Empezó a bombear lento, profundo, cada embestida mandando ondas de placer puro. El slap-slap de piel contra piel resonaba, mezclado con mis alaridos "¡Más duro, wey! ¡Chíngame rico!" Sus manos amasaban mis tetas, pellizcando pezones, mientras sudaba sobre mí, gotas cayendo en mi pecho. Aceleró, follándome como un pistón, mi panocha apretándolo como guante. Sentí el orgasmo construyéndose, tensión en mi vientre, pulsos en mi clít.

"¡Me vengo, Marco!", grité, explotando en espasmos violentos, jugos chorreando. Él rugió, hundiéndose hasta el fondo, su verga hinchándose al eyacular chorros calientes dentro de mí. Nos convulsionamos juntos, besándonos descontrolados, el mundo reduciéndose a tacto, olor a sexo y gemidos compartidos.

Caímos exhaustos, enredados sudorosos.

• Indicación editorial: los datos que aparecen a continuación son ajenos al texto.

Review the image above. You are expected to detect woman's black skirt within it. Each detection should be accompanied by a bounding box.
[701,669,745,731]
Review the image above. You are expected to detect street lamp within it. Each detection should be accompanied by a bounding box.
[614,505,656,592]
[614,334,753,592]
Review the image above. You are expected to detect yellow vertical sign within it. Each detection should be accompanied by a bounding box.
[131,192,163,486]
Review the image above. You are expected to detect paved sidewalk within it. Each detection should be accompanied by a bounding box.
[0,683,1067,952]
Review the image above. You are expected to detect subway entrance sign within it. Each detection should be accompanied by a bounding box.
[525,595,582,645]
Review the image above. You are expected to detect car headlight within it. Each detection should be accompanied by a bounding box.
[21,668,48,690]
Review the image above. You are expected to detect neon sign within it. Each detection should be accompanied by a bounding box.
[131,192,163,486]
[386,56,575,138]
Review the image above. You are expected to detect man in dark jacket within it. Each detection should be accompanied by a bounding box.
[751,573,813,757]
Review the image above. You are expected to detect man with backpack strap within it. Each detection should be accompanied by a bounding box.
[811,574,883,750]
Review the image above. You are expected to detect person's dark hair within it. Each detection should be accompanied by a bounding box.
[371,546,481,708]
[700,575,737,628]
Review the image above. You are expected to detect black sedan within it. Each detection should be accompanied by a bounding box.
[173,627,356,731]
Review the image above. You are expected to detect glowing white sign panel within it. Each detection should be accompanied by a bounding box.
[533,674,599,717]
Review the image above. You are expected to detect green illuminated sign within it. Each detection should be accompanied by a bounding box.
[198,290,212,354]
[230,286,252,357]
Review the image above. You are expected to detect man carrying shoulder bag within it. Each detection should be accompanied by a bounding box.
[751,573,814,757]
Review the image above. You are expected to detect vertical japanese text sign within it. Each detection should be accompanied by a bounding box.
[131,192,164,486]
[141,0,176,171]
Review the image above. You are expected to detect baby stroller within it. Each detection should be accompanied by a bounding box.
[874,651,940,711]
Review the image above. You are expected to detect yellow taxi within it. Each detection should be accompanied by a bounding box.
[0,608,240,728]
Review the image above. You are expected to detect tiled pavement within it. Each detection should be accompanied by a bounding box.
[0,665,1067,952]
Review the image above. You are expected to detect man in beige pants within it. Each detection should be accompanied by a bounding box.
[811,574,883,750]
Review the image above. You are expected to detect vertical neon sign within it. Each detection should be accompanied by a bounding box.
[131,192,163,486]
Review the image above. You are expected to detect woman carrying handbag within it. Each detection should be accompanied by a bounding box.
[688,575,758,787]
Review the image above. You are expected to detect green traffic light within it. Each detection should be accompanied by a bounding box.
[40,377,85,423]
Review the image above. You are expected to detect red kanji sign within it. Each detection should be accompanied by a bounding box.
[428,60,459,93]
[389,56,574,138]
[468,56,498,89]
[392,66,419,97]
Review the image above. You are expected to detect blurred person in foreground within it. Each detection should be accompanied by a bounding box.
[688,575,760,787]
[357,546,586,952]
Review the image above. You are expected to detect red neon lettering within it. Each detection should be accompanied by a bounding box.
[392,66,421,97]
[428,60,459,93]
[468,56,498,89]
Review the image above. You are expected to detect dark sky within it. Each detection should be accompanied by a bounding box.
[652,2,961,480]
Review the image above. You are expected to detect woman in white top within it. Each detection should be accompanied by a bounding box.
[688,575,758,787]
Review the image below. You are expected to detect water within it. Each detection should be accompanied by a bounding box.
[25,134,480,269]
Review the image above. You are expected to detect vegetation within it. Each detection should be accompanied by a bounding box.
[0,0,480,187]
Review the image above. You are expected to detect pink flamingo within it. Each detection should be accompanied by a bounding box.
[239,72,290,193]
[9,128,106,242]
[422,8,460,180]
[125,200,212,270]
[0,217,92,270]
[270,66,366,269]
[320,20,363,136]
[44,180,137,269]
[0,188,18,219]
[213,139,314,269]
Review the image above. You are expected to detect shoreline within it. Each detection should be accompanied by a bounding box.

Su cabeza en mi pecho, mi mano acariciando su espalda. El cuarto olía a nosotros: semen, sudor, placer consumado. Los Gunpla a medio armar nos miraban desde la mesa, testigos mudos de nuestra propia batalla ganada.

Esto fue mejor que cualquier build fighters try. Y sé que lo intentaremos de nuevo, carnal.

Nos quedamos así, respirando en sincronía, con sonrisas tontas. Mañana armaríamos los fighters... pero esta noche, habíamos construido algo más grande: nosotros.